Whenever bad stuff happens, there’s a saying: Follow the money. With cyberattacks, it should be: Follow the lack of money. Too often, IT and security projects take a back seat to other initiatives that everyone can see and agree on. “Funding is always an issue,” says attorney Michael Bahar, former deputy legal adviser to the National Security Council at the White House and co-leader of the global cybersecurity and data privacy practice for Eversheds Sutherland.
Many CIOs and CISOs are coming off of a year of unprecedented wins in providing for and securing remote workforces. But many also face reduced budgets, especially in government and infrastructure agencies. To pull ahead of bad actors, organizations must find ways to invest in those initiatives and technologies that will safeguard their digital infrastructure. Chief among those projects: sinking dollars into managing assets across hybrid public-and-private cloud platforms.
Funding for IT and security is always an issue.
Infrastructure on the whole suffers from a lack of visibility, and navigating multiple cloud platforms complicates an already hazy picture: Organizations can’t protect what they can’t see. They can gain clarity with endpoint detection and response platforms as well as monitoring capabilities.
However, says Bahar, cybersecurity need not always be expensive or require a new line item. Enterprises that manage critical infrastructure—whether energy, healthcare, banking, or water—must spend time conducting their own risk and vulnerability assessments. That includes assessing the vendors they use as well as engaging in meaningful cyberthreat information sharing.

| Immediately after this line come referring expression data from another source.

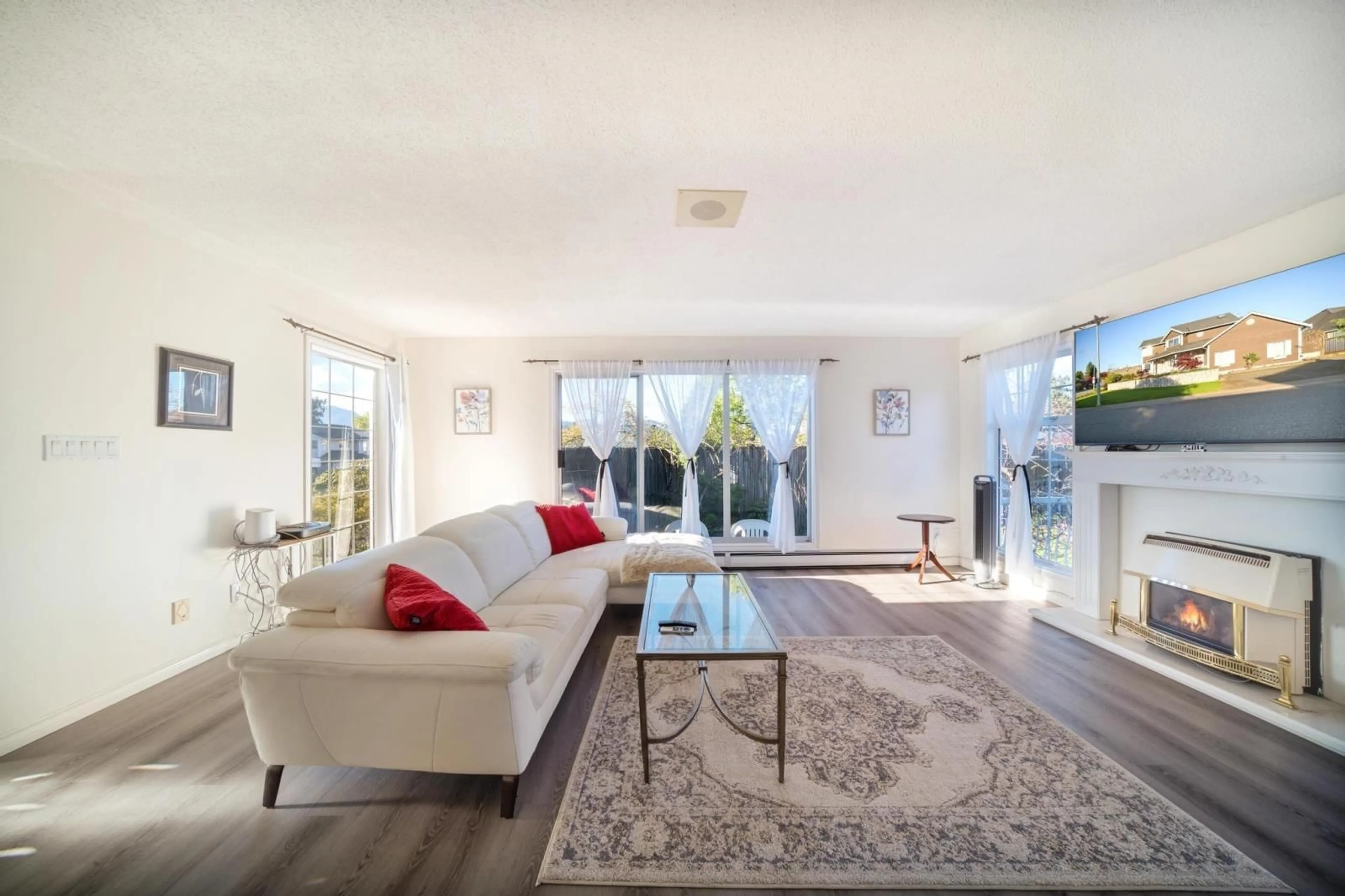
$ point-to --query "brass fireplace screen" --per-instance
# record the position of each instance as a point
(1203, 629)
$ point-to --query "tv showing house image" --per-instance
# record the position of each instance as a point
(1258, 363)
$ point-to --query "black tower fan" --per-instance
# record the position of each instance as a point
(986, 531)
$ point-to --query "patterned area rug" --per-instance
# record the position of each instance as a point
(907, 767)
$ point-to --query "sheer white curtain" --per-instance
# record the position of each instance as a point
(596, 392)
(687, 391)
(777, 395)
(401, 488)
(1017, 389)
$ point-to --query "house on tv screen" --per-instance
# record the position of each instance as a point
(1225, 342)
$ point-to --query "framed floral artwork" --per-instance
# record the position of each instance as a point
(892, 412)
(473, 412)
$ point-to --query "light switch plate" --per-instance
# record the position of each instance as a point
(81, 447)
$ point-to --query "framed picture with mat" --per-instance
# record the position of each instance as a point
(195, 392)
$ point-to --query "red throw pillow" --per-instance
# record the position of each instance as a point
(415, 603)
(570, 526)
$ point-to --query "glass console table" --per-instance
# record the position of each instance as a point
(728, 626)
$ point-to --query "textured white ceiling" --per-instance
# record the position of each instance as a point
(512, 169)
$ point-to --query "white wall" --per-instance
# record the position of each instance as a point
(864, 481)
(1284, 524)
(1305, 236)
(95, 553)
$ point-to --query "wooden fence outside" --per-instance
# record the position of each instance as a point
(752, 482)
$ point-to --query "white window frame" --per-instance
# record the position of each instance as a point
(736, 545)
(378, 510)
(1285, 346)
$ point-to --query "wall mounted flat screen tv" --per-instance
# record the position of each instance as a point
(1260, 363)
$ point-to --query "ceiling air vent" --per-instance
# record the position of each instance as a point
(709, 208)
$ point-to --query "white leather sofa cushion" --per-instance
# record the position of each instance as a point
(361, 653)
(524, 517)
(606, 558)
(583, 588)
(496, 547)
(557, 629)
(353, 590)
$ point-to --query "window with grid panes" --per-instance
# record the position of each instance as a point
(342, 453)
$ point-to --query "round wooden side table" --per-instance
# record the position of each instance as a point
(926, 555)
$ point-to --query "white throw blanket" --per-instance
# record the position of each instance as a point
(665, 552)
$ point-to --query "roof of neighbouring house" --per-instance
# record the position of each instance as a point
(1325, 317)
(1180, 350)
(1206, 323)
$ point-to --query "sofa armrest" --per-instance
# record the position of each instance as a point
(613, 528)
(446, 656)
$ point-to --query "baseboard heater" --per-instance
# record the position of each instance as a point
(773, 560)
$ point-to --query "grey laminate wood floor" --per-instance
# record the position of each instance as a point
(197, 827)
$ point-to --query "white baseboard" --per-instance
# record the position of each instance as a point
(58, 720)
(771, 560)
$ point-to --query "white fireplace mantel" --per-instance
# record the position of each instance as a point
(1098, 478)
(1098, 475)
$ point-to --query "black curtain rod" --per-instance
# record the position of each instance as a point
(553, 361)
(345, 342)
(1095, 321)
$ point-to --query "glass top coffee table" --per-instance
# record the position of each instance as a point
(728, 625)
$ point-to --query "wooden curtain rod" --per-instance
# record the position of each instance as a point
(553, 361)
(345, 342)
(1095, 321)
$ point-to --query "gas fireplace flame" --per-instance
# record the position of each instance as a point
(1189, 615)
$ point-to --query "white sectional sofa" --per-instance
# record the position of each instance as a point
(337, 685)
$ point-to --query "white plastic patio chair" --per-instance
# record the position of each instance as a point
(751, 529)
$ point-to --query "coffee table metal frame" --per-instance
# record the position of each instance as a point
(701, 659)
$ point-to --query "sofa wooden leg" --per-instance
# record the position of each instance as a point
(272, 787)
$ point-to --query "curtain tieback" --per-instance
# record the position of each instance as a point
(687, 480)
(1027, 481)
(602, 478)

“Oftentimes,” he adds, “the solution to high-tech problems is very low-tech.” As an example, Bahar notes how hackers have been known to target the lights in energy control rooms to disrupt operations. The inexpensive solution: battery-operated flashlights so control room workers are not (literally and figuratively) in the dark.
Practice good IT hygiene
Research shows that a lack of cyberhygiene leaves 90% of businesses vulnerable to hacks. By establishing digital hygiene practices, like moving off outdated systems and regularly patching software, infrastructure operators can lower their risk of breach.
Other essentials include creating strong user passwords, using multifactor authentication, and adopting a zero-trust model, where every device must verify its authenticity each time it tries to connect to your network.

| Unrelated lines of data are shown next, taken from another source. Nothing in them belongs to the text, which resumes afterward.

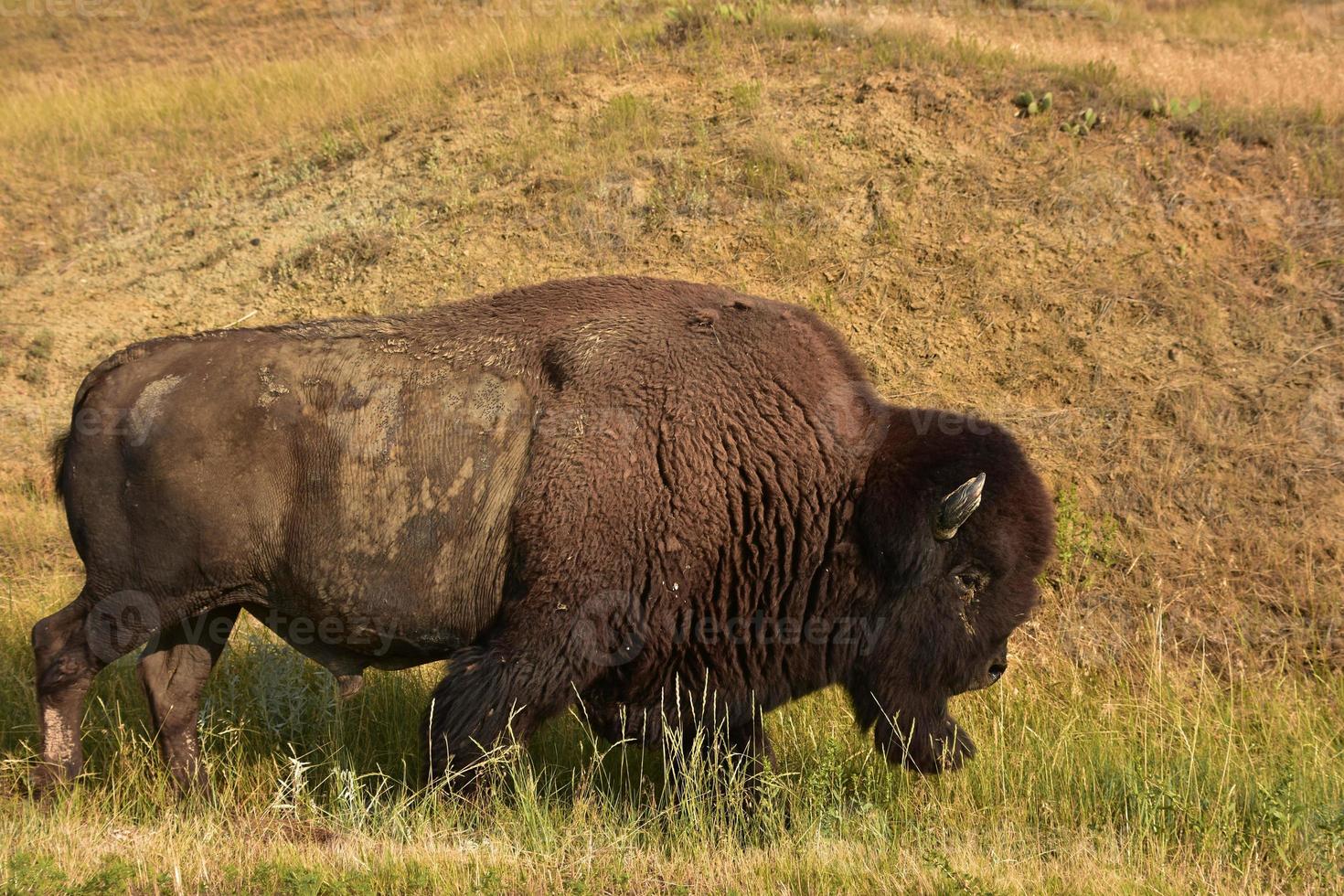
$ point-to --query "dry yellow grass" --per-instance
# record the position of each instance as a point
(1153, 308)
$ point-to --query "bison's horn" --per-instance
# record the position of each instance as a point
(957, 508)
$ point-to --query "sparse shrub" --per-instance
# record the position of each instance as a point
(40, 346)
(625, 121)
(745, 97)
(1029, 105)
(687, 19)
(1081, 540)
(1174, 108)
(769, 165)
(340, 257)
(1083, 123)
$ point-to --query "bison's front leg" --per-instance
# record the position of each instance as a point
(503, 689)
(174, 672)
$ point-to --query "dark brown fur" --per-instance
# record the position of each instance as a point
(565, 491)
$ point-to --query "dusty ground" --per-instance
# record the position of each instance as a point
(1153, 306)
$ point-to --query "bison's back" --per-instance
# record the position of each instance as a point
(322, 475)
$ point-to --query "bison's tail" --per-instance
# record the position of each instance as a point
(58, 461)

It’s also crucial to gain visibility and control over your network, which includes the thousands of devices and endpoints—from PCs to virtual machines in the cloud—that connect to your system. Masterson recommends accurate performance monitoring and configuration management of all endpoints. He also suggests “ensuring network segmentation and investing in response capability.” He’s seen the failure to do these things up close. When his CISA teams provided penetration testing to state and local entities, he says, “these were the types of challenges we were seeing exploited.”

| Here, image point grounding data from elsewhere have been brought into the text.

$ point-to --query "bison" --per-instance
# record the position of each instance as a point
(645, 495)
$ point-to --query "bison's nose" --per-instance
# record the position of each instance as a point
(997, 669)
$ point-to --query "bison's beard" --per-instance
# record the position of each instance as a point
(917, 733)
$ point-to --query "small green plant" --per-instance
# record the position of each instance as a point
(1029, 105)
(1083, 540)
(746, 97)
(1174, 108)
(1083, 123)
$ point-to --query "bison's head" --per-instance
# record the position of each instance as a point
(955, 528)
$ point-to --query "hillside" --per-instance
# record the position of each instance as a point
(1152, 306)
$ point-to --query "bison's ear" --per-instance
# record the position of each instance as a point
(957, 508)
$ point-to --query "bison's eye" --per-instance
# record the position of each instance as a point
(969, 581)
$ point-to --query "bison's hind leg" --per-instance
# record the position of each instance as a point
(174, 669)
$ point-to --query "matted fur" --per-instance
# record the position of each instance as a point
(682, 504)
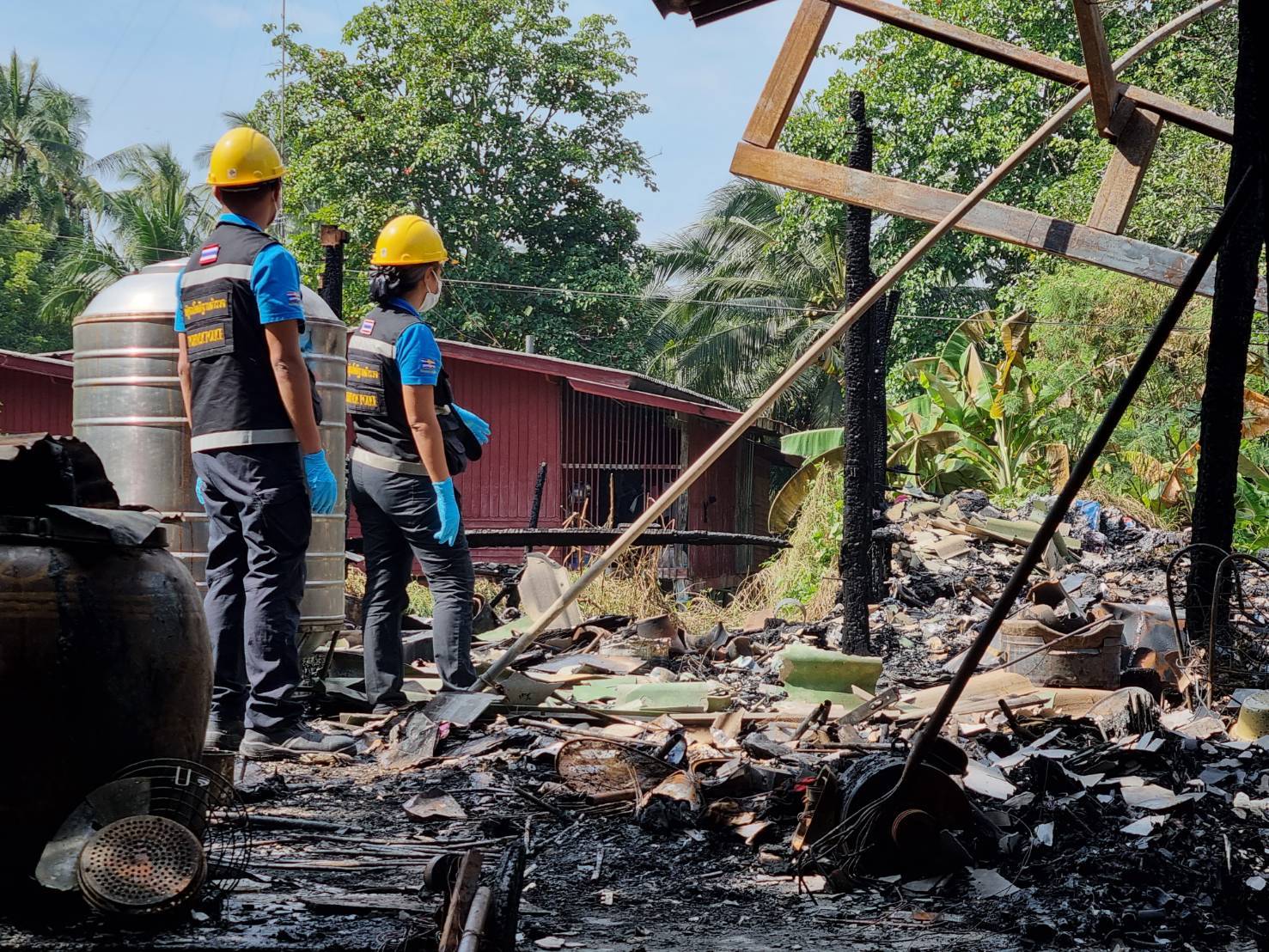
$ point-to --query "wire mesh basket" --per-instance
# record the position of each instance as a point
(207, 805)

Invest in relationships, not just technology
The U.S. digital infrastructure consists of some of the most cutting-edge technologies in the world. Unfortunately, says cyber attorney Bahar, they are “vulnerable and the implications monumental.”
For that reason, he and others believe CIOs in the public and private sectors must work together, something President Biden’s executive order on cybersecurity aims to achieve, to help identify software vulnerabilities early and as quickly as possible. Only in that way can they help ward off the kind of disruption to vital systems like the Colonial Pipeline.
“Joint efforts between civilian organizations, government agencies, and the cybersecurity industry are needed,” says Om Moolchandani, CISO and head of research at cloud-security company Accurics. Only by achieving that, he says, can we avoid breaches to energy grids, schools, water-treatment facilities, and other critical infrastructure.